Practitioners in recovery work need an approach that is effective with a variety of people representing an entire spectrum of personality types. This diversity explains why a good relapse prevention strategy for one person may be disastrous for another. Professionals need a system that offers insight into how people see the world, express and defend themselves, deal with the past and future, have fun, and fall in love.
Such a system exists in the Myers-Briggs Type Indicator (MBTI). The MBTI is one of the most widely used personality inventories in the world, transcending national and cultural boundaries. Because it is neither judgmental nor pejorative, it helps to raise self-esteem in the client. In the counseling process, the MBTI often helps us pinpoint the work to be done and the healing we need to be open to.
Development of the instrument
Carl Jung (1875-1961), a Swiss psychiatrist and keen observer of human nature, suggested that differences in behavior result from innate preferences in people's personalities. He believed that healthy development requires people to accept and nurture these preferences. He saw the maturing process as becoming aware of and accepting one's preferences.

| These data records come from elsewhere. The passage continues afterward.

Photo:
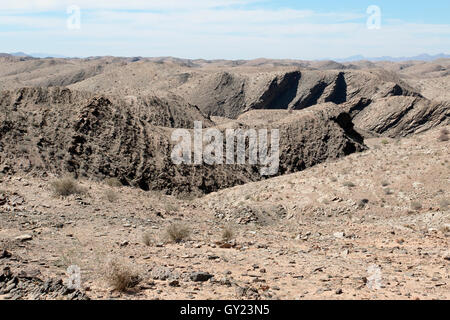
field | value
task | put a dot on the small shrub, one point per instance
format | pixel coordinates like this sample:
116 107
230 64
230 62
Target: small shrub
111 195
415 205
66 186
177 232
362 203
147 239
385 183
444 135
121 277
444 204
172 208
113 182
227 234
349 184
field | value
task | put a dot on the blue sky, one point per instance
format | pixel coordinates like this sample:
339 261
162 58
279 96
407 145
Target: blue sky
229 29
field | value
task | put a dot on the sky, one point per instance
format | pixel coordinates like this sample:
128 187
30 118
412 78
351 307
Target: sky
226 29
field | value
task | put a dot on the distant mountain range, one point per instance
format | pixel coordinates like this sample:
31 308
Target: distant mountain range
37 55
422 57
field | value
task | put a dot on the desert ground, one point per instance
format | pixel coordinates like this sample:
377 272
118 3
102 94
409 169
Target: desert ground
360 207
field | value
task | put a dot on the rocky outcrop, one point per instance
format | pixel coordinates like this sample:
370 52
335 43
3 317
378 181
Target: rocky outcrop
398 116
100 137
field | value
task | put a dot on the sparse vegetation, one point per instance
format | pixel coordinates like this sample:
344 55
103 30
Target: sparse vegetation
171 208
362 203
444 204
66 186
147 239
113 182
120 277
444 136
385 183
178 232
111 195
349 184
415 205
227 233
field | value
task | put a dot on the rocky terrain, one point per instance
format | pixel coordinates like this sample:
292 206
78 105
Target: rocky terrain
359 209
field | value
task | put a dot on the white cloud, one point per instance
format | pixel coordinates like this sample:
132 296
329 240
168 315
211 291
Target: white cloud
198 29
46 5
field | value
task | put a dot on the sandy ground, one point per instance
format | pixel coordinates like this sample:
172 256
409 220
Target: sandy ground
374 225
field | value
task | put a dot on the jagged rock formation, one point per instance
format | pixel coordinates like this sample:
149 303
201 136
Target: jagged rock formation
101 137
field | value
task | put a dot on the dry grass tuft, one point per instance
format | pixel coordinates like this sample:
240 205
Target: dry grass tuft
177 232
111 195
66 186
120 277
113 182
415 205
444 135
227 233
147 239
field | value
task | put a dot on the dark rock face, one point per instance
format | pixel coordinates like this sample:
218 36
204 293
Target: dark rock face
26 286
398 116
200 276
102 137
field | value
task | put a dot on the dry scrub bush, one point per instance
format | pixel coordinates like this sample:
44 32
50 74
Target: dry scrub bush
415 205
444 135
113 182
147 239
111 195
66 186
120 277
227 233
177 232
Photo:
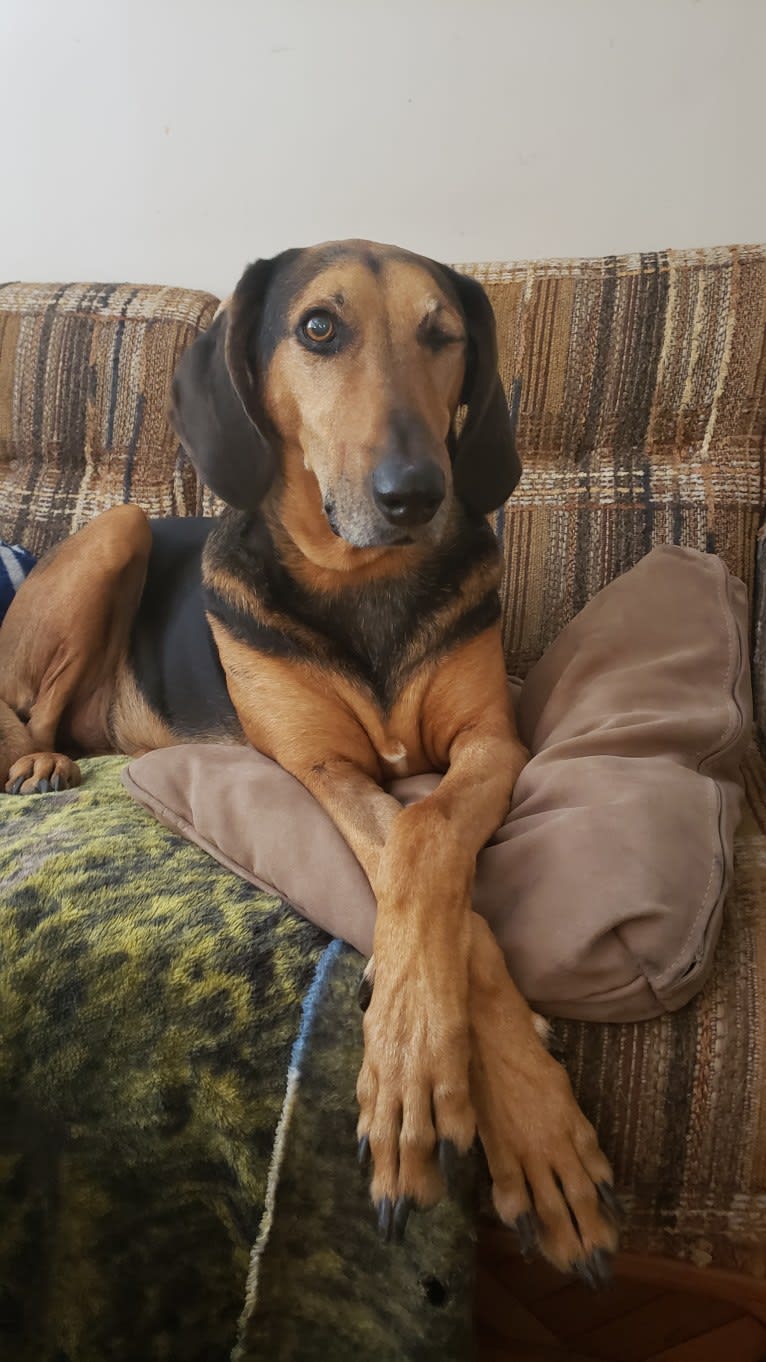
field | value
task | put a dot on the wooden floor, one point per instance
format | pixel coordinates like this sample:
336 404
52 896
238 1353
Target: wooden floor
529 1313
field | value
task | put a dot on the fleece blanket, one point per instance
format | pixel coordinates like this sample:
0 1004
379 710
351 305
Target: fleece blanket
177 1067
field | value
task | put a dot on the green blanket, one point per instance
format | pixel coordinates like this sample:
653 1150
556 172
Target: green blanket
177 1067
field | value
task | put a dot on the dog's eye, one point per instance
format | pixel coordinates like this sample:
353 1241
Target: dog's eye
319 327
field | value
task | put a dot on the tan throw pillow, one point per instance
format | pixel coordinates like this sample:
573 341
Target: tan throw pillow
607 881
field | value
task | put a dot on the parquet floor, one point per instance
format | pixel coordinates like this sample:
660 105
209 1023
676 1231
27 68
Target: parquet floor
529 1313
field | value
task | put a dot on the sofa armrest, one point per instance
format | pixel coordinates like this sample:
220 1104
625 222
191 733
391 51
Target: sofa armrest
85 379
759 642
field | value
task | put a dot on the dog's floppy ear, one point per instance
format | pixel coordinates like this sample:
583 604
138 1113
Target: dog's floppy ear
485 466
217 409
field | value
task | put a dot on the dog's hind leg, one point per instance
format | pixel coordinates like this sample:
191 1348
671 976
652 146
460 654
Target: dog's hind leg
62 643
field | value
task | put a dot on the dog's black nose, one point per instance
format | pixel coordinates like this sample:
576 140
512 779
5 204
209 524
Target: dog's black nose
408 493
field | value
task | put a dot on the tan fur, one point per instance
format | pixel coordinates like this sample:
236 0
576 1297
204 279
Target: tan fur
450 1045
134 726
330 437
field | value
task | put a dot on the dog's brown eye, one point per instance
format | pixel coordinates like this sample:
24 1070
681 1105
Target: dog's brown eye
319 326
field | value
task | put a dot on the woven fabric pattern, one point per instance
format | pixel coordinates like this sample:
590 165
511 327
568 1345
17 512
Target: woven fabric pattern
680 1102
642 421
85 379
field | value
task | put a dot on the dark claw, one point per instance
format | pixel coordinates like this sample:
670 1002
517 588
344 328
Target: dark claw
401 1216
556 1048
449 1159
600 1265
611 1203
385 1219
585 1274
364 992
526 1231
363 1154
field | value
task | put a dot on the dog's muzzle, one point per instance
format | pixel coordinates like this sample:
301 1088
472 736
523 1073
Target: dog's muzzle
408 493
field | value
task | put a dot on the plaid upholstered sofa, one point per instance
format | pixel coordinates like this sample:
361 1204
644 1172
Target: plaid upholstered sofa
177 1050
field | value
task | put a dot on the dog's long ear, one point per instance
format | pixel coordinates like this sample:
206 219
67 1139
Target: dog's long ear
487 466
217 410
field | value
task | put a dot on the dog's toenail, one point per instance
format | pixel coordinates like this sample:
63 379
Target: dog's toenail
449 1159
364 993
385 1218
363 1154
526 1231
401 1216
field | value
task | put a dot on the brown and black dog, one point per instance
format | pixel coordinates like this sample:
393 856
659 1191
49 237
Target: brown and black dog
342 617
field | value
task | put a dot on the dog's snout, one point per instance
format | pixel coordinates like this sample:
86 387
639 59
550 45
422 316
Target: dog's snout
408 493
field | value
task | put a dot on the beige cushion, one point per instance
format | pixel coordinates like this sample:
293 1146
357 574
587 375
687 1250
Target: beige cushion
607 881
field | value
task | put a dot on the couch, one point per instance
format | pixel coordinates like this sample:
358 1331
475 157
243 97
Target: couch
177 1049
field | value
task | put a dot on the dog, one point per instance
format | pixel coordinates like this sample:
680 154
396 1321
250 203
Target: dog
342 617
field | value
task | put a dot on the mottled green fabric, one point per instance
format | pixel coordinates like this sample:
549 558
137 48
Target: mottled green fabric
177 1065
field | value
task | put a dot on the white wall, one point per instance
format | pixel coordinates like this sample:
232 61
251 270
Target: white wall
172 140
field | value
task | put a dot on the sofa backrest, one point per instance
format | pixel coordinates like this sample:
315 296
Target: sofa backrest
642 416
642 421
85 376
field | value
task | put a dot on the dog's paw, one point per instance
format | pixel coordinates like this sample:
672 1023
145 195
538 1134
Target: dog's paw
416 1112
37 772
549 1178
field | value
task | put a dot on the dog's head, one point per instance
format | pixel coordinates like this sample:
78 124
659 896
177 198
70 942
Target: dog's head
345 365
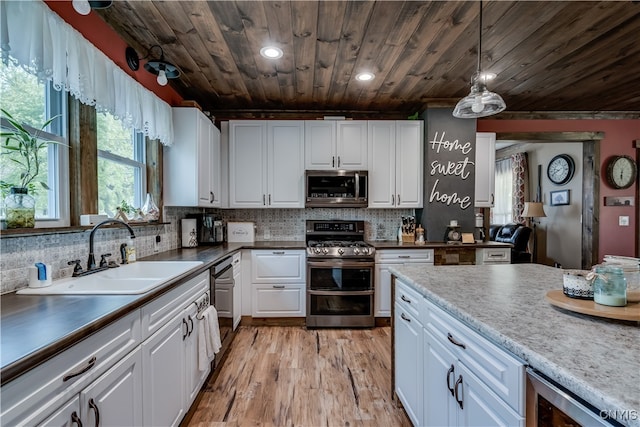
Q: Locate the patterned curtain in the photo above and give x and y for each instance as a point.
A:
(520, 187)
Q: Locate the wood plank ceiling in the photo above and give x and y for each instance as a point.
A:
(548, 55)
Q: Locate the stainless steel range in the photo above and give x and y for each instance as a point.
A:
(340, 268)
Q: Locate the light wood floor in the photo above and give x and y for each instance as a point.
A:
(290, 376)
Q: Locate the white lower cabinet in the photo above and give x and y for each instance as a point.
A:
(456, 377)
(278, 286)
(141, 370)
(279, 300)
(408, 355)
(386, 258)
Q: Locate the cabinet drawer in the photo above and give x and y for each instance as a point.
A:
(277, 266)
(80, 365)
(408, 299)
(404, 256)
(500, 371)
(493, 255)
(159, 311)
(279, 300)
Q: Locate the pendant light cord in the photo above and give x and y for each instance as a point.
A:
(480, 40)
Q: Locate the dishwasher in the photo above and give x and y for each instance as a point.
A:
(222, 286)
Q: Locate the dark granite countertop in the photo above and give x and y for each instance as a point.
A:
(34, 328)
(393, 244)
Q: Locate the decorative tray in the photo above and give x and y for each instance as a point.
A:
(630, 312)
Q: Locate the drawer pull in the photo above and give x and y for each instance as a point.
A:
(186, 334)
(459, 386)
(90, 364)
(191, 324)
(449, 373)
(93, 406)
(76, 419)
(452, 340)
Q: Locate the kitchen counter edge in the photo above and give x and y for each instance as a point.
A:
(27, 307)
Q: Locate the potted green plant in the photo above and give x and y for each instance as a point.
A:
(24, 151)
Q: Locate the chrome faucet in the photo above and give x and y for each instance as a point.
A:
(91, 262)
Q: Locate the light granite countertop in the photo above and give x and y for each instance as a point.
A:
(597, 359)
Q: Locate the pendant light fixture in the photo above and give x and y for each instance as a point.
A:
(480, 102)
(161, 68)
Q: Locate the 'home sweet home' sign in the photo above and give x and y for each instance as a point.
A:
(449, 172)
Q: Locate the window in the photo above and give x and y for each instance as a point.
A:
(33, 102)
(122, 174)
(502, 212)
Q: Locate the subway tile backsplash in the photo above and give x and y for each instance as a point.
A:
(17, 253)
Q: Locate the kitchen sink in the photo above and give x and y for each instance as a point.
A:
(128, 279)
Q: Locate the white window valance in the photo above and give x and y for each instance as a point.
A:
(39, 40)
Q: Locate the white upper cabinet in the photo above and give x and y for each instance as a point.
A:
(266, 161)
(485, 169)
(395, 164)
(192, 175)
(336, 144)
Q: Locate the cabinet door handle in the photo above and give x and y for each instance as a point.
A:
(76, 419)
(191, 322)
(458, 395)
(449, 373)
(92, 405)
(90, 364)
(454, 341)
(186, 334)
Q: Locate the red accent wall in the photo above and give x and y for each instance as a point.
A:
(94, 29)
(618, 139)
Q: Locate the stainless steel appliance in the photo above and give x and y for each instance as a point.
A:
(336, 188)
(222, 286)
(210, 229)
(549, 405)
(340, 273)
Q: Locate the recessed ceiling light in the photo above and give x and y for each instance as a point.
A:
(271, 52)
(365, 77)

Jung introduced the terms “extra-vert” and “introvert” into everyday language.1 He intended us to recognize two different preferences in the ways in which individuals focus their attention in order to replenish their energy: from the outer world of people and things, or from the inner world of thoughts and ideas. He also identified two ways of taking in information: through experiencing the present (sensing; S) and imagining future possibilities (intuiting; N). In addition, he determined that some individuals process information and make decisions through logic and analysis (thinking; T) and others through a more personal process (feeling; F).
Katharine Cook Briggs and Isabel Briggs Myers, an American mother- daughter team, spent decades developing ways to measure these preferences, eventually creating the MBTI. They added a concept related to how people live their everyday lives, with the two attitudes of judging (J) and perceiving (P). Judgers like to make plans and reach closure by deciding. Perceivers like to go with the flow and stay open to last-minute options.
Although everyone uses all functions and attitudes every day, the psychological profile identifies which functions and attitudes we prefer and use predominantly. The MBTI was tested for years at Educational Testing Service (ETS) in Princeton, New Jersey, and was made available to the public in 1975. It identifies 16 distinct psychological profiles.
Individuals with ISFJ Myers-Briggs preferences (introverted, sensing, feeling, judging) are the type that is often most heavily represented in reports from substance abuse treatment centers.2,3 A review of two actual clients with ISFJ preferences illustrates how adapting therapeutic strategies to their MBTI results facilitates recovery for both.
Catherine and Carlos (not their real names) both demonstrate ISFJ preferences. They are quiet, friendly, practical, loyal, responsible, and conscientious workers when in their recovering selves. Because they are dominant sensors, they focus on the here and now—today's reality as opposed to the past or future.
Catherine, five years into recovery, is a 38-year-old office manager, divorced with no children, and the third of five female siblings. Carlos, six years into recovery, is a 39-year-old carpenter, single, and the oldest male sibling in a family of four.
Being of service to others is meaningful in their lives. Their characteristic concern with making others happy makes them susceptible to getting stuck in codependent behavior, an experience both have had in their families of origin and in adult relationships.
During the intensive phase of their behaviorally focused treatment program (Carlos was in residential treatment and Catherine was in day treatment), they both appreciated the facilitator, who worked in an orderly fashion, clearly stated the agenda, and stuck to it. Whenever the facilitator seemed unprepared or spontaneously followed another direction, or another staff member unexpectedly filled in, Catherine and Carlos discounted the possibilities of the session. When they felt safe enough to speak about these experiences, they expressed negativity and judgments.
They both prefer quiet personal support and approval for feedback. But because they are prone to codependency, both also exhibit a strong need to be needed by others, thriving on the idea that “you can't do it alone.” A facilitator's feedback to them about their situation does not by itself meet this personality type's need to be helpful to other clients in treatment.
It helped both Catherine and Carlos that other clients in the group modeled how to work with interventions in the initial portion of the program. Typical of dominant sensors, both remembered these instances in detail and used them as a way to find the necessary courage to take the next steps for themselves. This shows how group therapy may be beneficial in the intensive phase of the program, even though some group members may not be ready to do the deeper work until much later.
Learning to recognize what is known as the “shadow function” is important in relapse prevention. This refers to the least prominent of the four functions, but it is the function in which transformation takes place. The letter of the shadow function does not show in the client's profile but is the opposite of the dominant function. For Catherine and Carlos, the dominant function is sensing. Their shadow function is intuition.